Former students at for-profit college refuse to payback student loan debt
Corinthian Colleges, a for-profit education outfit, has come under fire by some of its former students. As reported by NPR, 107 of those students are refusing to pay back their student loans as a form of protest.
In addition to the large amount of debt that the students carry, they also claim that the degrees they received from Corinthian are not recognized by most employers.
The Associated Press reported that Corinthian shut its doors last July due to federal regulations. The college had more than 100 U.S. campuses with more than 70,000 students. But when enrollment started to slump and reports showed that nearly 100% of students at for-profit schools take out student loans to pay for their education, the United States Department of Education stepped in.
According to NPR, the Consumer Financial Protection Bureau met with representatives from the “Corinthian 100” to discuss “ways to address the burden of their student loans.” This is likely a step in the right direction for those students but it doesn’t fully address the student loan debt crisis that’s beginning to engulf higher education.

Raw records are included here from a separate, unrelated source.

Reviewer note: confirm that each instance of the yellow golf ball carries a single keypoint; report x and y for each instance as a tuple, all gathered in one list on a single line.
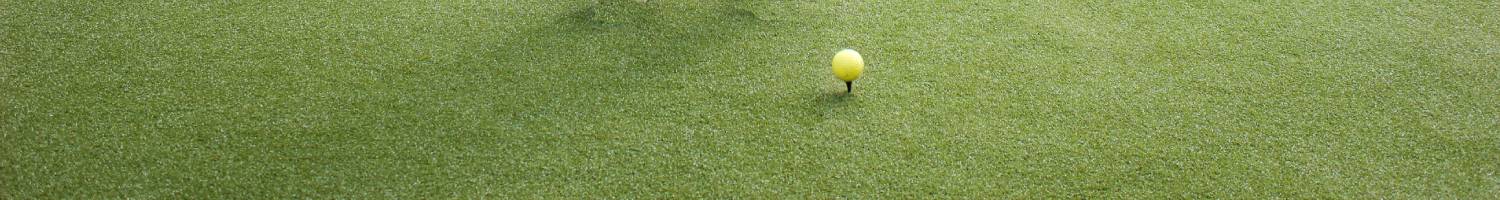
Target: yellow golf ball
[(848, 65)]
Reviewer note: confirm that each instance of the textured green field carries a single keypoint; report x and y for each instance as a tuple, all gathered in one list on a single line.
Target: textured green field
[(734, 98)]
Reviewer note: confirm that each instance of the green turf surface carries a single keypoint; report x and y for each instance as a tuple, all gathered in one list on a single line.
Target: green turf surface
[(702, 98)]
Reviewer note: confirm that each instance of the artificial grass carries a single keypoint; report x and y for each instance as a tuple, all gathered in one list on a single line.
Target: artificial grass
[(614, 98)]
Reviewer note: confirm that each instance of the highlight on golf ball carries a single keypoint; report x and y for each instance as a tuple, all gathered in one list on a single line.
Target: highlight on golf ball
[(848, 65)]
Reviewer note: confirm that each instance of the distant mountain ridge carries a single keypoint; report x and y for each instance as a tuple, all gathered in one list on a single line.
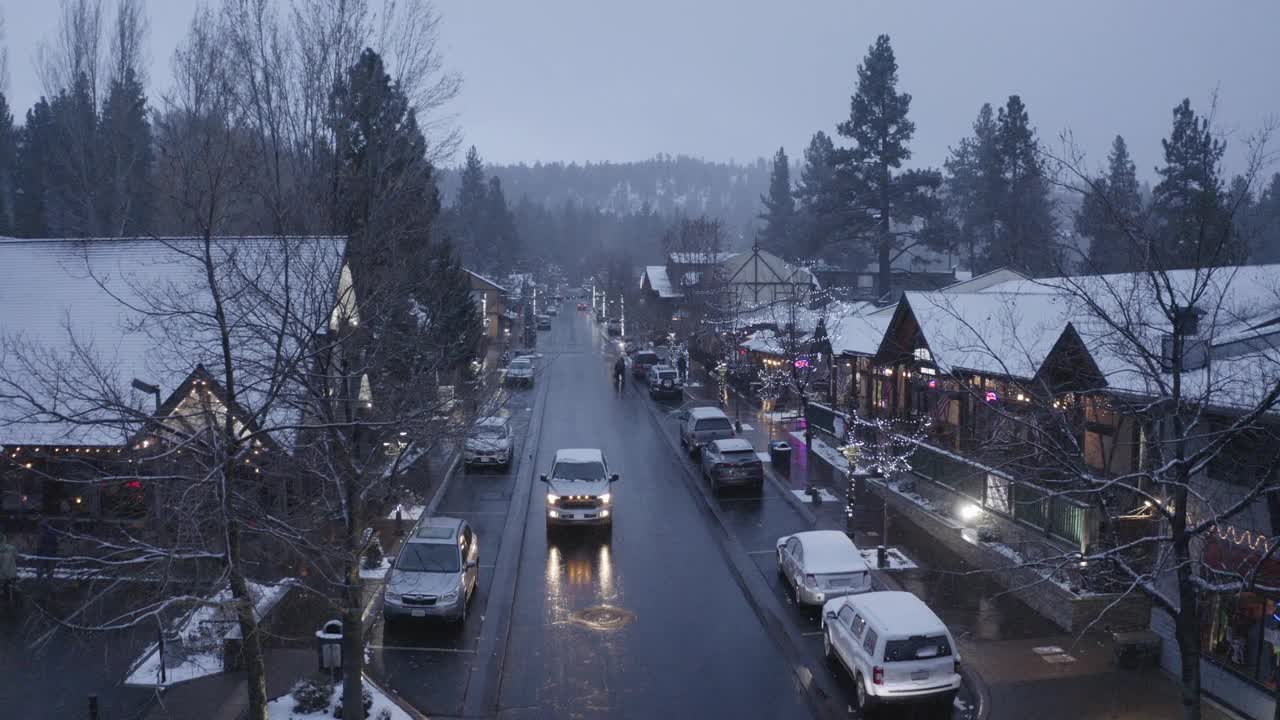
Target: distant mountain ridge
[(670, 186)]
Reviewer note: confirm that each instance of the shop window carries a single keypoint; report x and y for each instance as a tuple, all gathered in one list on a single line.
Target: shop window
[(1242, 632)]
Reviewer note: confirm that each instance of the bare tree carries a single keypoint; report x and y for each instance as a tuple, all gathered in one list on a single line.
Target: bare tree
[(76, 49), (1150, 396)]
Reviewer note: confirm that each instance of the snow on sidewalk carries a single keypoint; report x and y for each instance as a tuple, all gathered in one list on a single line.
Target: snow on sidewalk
[(382, 709), (197, 650)]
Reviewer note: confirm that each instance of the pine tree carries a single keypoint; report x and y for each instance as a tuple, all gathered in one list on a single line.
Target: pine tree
[(124, 141), (1266, 213), (817, 195), (1193, 226), (976, 187), (470, 210), (499, 226), (1109, 214), (384, 191), (780, 209), (874, 188), (72, 163), (1024, 238), (8, 165), (31, 209)]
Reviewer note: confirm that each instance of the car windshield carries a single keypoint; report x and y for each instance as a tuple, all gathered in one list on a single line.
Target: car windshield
[(917, 647), (429, 557), (575, 470)]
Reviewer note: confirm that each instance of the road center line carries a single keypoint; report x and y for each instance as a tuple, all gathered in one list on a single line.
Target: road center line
[(415, 648)]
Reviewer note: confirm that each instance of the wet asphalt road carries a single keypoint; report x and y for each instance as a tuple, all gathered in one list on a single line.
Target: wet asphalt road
[(680, 611)]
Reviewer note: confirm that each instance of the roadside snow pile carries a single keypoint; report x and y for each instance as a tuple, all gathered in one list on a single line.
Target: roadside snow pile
[(314, 700), (196, 645), (833, 458), (895, 556)]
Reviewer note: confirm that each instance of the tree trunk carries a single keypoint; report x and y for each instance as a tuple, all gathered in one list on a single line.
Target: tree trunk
[(352, 645), (352, 620), (1187, 628), (251, 647)]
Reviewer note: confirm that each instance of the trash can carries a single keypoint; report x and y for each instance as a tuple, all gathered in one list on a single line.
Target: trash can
[(329, 646), (780, 454)]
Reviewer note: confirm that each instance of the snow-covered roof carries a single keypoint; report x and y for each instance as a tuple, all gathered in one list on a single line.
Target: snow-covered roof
[(1000, 333), (579, 455), (657, 278), (897, 614), (984, 281), (700, 258), (80, 319), (830, 551), (487, 281)]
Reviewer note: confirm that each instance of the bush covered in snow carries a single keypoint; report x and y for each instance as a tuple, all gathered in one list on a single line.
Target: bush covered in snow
[(311, 697)]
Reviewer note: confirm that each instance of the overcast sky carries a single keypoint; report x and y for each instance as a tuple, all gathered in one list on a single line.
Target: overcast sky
[(624, 80)]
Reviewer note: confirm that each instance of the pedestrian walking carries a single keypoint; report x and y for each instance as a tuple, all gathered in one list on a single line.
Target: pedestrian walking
[(8, 570), (46, 550)]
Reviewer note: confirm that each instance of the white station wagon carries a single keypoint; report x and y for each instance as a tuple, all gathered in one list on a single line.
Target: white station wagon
[(894, 646), (821, 565)]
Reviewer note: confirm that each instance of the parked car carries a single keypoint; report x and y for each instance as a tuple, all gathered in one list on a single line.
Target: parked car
[(700, 425), (488, 443), (580, 488), (641, 361), (664, 381), (435, 573), (732, 463), (821, 565), (895, 648), (521, 370)]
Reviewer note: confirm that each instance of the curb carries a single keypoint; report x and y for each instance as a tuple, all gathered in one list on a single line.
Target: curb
[(437, 496)]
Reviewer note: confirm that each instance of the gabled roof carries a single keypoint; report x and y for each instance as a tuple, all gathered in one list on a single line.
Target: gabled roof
[(80, 319), (699, 258), (657, 279), (484, 282)]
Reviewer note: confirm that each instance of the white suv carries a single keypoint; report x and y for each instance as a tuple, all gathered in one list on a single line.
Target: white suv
[(580, 490), (894, 646)]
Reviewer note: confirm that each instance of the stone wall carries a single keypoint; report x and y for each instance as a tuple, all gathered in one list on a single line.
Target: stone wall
[(1059, 605)]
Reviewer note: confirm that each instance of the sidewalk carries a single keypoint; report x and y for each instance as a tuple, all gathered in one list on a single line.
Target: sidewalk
[(291, 656), (1027, 664)]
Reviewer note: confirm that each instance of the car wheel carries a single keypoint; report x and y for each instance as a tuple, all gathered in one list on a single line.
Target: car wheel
[(864, 700)]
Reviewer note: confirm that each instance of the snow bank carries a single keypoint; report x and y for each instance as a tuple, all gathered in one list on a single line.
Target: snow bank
[(197, 648), (383, 707)]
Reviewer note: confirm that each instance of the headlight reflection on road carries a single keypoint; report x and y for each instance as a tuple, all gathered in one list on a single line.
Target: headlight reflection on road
[(606, 563)]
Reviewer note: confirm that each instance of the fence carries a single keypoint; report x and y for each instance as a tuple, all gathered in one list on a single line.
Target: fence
[(997, 492)]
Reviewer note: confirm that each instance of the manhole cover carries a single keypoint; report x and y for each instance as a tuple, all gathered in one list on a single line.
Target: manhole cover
[(603, 618)]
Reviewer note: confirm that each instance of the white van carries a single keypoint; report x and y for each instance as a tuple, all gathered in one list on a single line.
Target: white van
[(894, 646)]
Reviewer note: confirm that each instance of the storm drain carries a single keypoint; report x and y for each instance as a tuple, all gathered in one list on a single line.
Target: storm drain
[(603, 618)]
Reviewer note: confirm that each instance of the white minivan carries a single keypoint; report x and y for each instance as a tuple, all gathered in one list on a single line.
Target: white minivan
[(894, 646)]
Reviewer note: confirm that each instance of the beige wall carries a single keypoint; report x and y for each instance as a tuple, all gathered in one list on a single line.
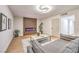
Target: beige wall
[(51, 25), (18, 24), (7, 35), (76, 14)]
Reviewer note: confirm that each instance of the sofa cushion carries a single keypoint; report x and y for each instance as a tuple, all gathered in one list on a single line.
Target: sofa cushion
[(71, 46), (67, 37)]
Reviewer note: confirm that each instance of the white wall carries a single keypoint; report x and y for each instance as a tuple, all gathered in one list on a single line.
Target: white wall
[(47, 26), (38, 23), (7, 35), (18, 24)]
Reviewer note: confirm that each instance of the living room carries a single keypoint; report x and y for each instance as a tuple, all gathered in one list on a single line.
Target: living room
[(32, 21)]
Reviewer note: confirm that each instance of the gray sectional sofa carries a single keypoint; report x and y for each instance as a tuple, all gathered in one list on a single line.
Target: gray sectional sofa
[(66, 44)]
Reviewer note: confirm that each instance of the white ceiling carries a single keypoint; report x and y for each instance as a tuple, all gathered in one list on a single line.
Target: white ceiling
[(30, 11)]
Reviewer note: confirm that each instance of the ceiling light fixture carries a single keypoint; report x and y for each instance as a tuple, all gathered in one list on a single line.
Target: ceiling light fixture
[(44, 8)]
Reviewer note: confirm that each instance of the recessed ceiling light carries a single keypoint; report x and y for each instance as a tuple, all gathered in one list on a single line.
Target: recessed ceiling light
[(44, 8)]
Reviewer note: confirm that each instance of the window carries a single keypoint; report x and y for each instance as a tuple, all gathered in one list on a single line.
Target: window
[(67, 25)]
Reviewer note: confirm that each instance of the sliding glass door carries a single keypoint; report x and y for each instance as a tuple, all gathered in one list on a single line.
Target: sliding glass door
[(67, 25)]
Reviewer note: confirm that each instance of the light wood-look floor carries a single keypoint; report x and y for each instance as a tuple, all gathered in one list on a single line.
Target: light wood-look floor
[(16, 44)]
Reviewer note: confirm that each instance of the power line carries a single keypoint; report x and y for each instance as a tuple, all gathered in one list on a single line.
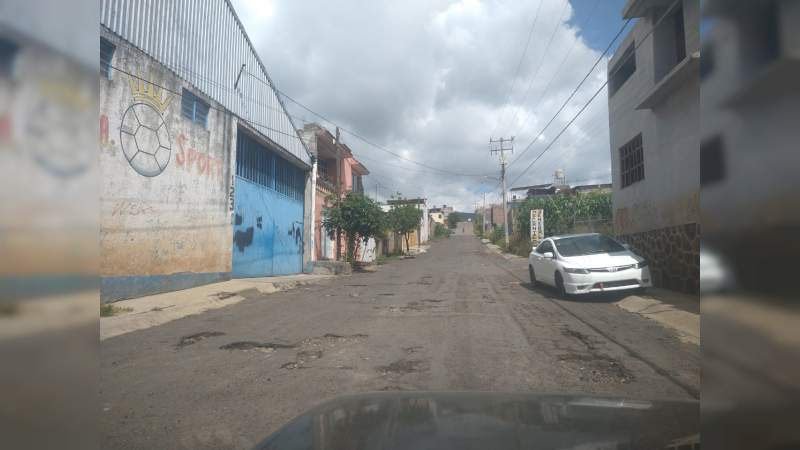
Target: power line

The Institute for College Access and Success by way of Pew Trusts, five states have an average debt for graduating students of more than $30,000. Couple that with the fact that student loan debt now outpaces debt tied to mortgages and credit cards, and more than 7 million U.S. borrowers are in default on their loans, higher education just may be in crisis.
The “Corinthian 100” is currently in talks with the Department of Education regarding their student loans.
I think these students have every right to refuse this repayment and that they were victims of predatory practices by this non-defunct university. College and universities need to be held accountable for the degrees they give students and for what those students do after college.